Homélie dimanche 3 juillet 2022

14ème dimanche du Temps Ordinaire (Année C)

Is 66,10-14c / Ps 65 / Ga 6,14-18 / Lc 10,1-12.17-20

 

En découvrant cette page d’évangile, ce matin, je me suis dit : la liturgie a de l’humour ! On est à la période de l’année où la fatigue se fait sentir et où on aspire tous à s’arrêter, se poser et prendre un peu de vacances, et voilà qu’on nous raconte un envoi en mission. Qui nous concerne tous, nous aussi. Car les 72 ça veut dire beaucoup plus que les 12, les 12 qui avaient d’ailleurs déjà reçu cette même mission au chapitre précédent (cf. Lc 9). C’est un élargissement qui fait référence à Gn 10 et les 72 nations issues de Noé – toutes les nations alors connues. Pour le dire autrement les 72 c’est nous, c’est nous tous – à plus forte raison nous tous qui connaissons Dieu. Et en tout cas c’est pour rejoindre tous.
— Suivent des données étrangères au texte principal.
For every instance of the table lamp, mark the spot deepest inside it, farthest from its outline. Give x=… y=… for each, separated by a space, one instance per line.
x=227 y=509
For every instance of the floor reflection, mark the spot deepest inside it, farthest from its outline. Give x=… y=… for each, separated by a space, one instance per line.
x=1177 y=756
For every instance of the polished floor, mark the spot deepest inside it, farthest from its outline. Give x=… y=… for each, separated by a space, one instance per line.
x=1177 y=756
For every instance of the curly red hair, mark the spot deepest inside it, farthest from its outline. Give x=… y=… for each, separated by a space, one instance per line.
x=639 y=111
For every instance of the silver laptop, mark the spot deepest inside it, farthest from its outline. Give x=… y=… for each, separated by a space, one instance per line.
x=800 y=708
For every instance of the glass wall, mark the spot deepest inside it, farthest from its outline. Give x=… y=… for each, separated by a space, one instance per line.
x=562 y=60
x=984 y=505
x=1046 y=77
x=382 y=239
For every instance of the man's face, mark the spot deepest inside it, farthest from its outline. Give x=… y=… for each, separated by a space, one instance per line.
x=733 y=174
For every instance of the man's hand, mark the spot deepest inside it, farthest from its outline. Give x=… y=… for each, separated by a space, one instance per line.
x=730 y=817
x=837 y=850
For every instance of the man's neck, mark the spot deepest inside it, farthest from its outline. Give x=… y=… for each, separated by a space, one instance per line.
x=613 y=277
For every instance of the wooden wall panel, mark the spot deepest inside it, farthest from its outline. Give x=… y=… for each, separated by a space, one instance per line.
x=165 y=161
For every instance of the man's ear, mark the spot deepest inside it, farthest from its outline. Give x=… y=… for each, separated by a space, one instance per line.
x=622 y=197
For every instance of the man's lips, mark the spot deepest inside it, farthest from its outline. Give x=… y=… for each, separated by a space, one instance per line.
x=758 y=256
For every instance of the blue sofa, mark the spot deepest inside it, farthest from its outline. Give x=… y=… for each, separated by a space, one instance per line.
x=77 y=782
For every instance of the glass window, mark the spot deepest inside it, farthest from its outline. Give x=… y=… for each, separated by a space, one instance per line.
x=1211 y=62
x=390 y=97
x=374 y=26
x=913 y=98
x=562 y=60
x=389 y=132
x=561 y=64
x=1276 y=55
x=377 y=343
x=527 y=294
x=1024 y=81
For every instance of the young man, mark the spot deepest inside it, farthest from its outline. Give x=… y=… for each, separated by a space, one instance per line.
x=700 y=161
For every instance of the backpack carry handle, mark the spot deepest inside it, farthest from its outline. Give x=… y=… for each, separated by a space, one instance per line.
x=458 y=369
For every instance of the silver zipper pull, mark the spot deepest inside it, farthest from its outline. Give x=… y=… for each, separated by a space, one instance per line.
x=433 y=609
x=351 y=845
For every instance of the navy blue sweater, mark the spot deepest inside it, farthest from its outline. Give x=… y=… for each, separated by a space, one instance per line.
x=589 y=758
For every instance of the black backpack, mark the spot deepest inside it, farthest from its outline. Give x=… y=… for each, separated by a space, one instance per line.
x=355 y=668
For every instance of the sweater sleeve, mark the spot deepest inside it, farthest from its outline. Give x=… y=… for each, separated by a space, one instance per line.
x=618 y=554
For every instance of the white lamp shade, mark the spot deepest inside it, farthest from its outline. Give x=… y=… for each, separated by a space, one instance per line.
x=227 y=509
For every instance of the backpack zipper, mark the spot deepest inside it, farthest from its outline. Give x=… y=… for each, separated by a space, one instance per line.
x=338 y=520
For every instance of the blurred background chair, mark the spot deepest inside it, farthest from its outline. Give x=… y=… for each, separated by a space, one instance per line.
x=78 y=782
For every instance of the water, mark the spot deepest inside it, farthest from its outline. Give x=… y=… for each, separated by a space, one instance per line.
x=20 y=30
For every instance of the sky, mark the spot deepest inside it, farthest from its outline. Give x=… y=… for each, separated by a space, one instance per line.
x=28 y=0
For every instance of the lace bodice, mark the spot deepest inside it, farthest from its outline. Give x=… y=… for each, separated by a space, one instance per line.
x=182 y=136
La liturgie a donc de l’humour car ce n’est pas maintenant qu’on a envie d’entendre qu’il faut s’y mettre et que Dieu compte sur nous. Même si ici à St Jo on a encore en tête un certain nombre d’appels à faire pour l’année prochaine. On peut d’ailleurs prier pour ça !

Jésus a besoin d’ouvriers pour sa moisson. J’allais dire pour sa mission. Et c’est de fait de cela dont il s’agit. Sa mission. Et j’insiste : sa mission à lui.

Voilà pourquoi il veut nous envoyer deux par deux. Car la mission à vivre sera toujours l’œuvre d’un Autre, jamais la mienne, jamais mon truc à moi ou ma réussite à moi… Deux par deux aussi parce qu’à deux on va se soutenir et s’épauler quand ce sera plus difficile. Or visiblement ça peut l’être puisque Jésus nous dit qu’il nous envoie comme des agneaux au milieu des loups... Et deux par deux car c’est une question de témoignage. Rappelez-vous ce que Jésus dira au soir du dernier repas, après le lavement des pieds : « C’est à l’amour que vous aurez les uns pour les autres que l’on reconnaîtra que vous êtes mes disciples » (Jn 13,35)… Pour vivre ce commandement de l’amour vous conviendrez qu’il faut être au moins deux...

La question peut-être qu’on pourrait se poser et qui concerne en fait notre être chrétien de façon plus large – et donc notre être chrétien même quand on est en vacances, vous allez voir ! – c’est de savoir qu’est-ce qu’on a à annoncer et à vivre et c’est quoi les conditions pour cela dans ce que nous propose Jésus ?

J’ai été frappé par une des phrases de Jésus, dans cette page d’évangile, qui en plus revient à deux reprises. Ce qu’on a à annoncer c’est la proximité du Royaume de Dieu. Ce qu’on a à annoncer, que ce soit accueilli ou pas, c’est : « le Règne de Dieu s’est approché de vous »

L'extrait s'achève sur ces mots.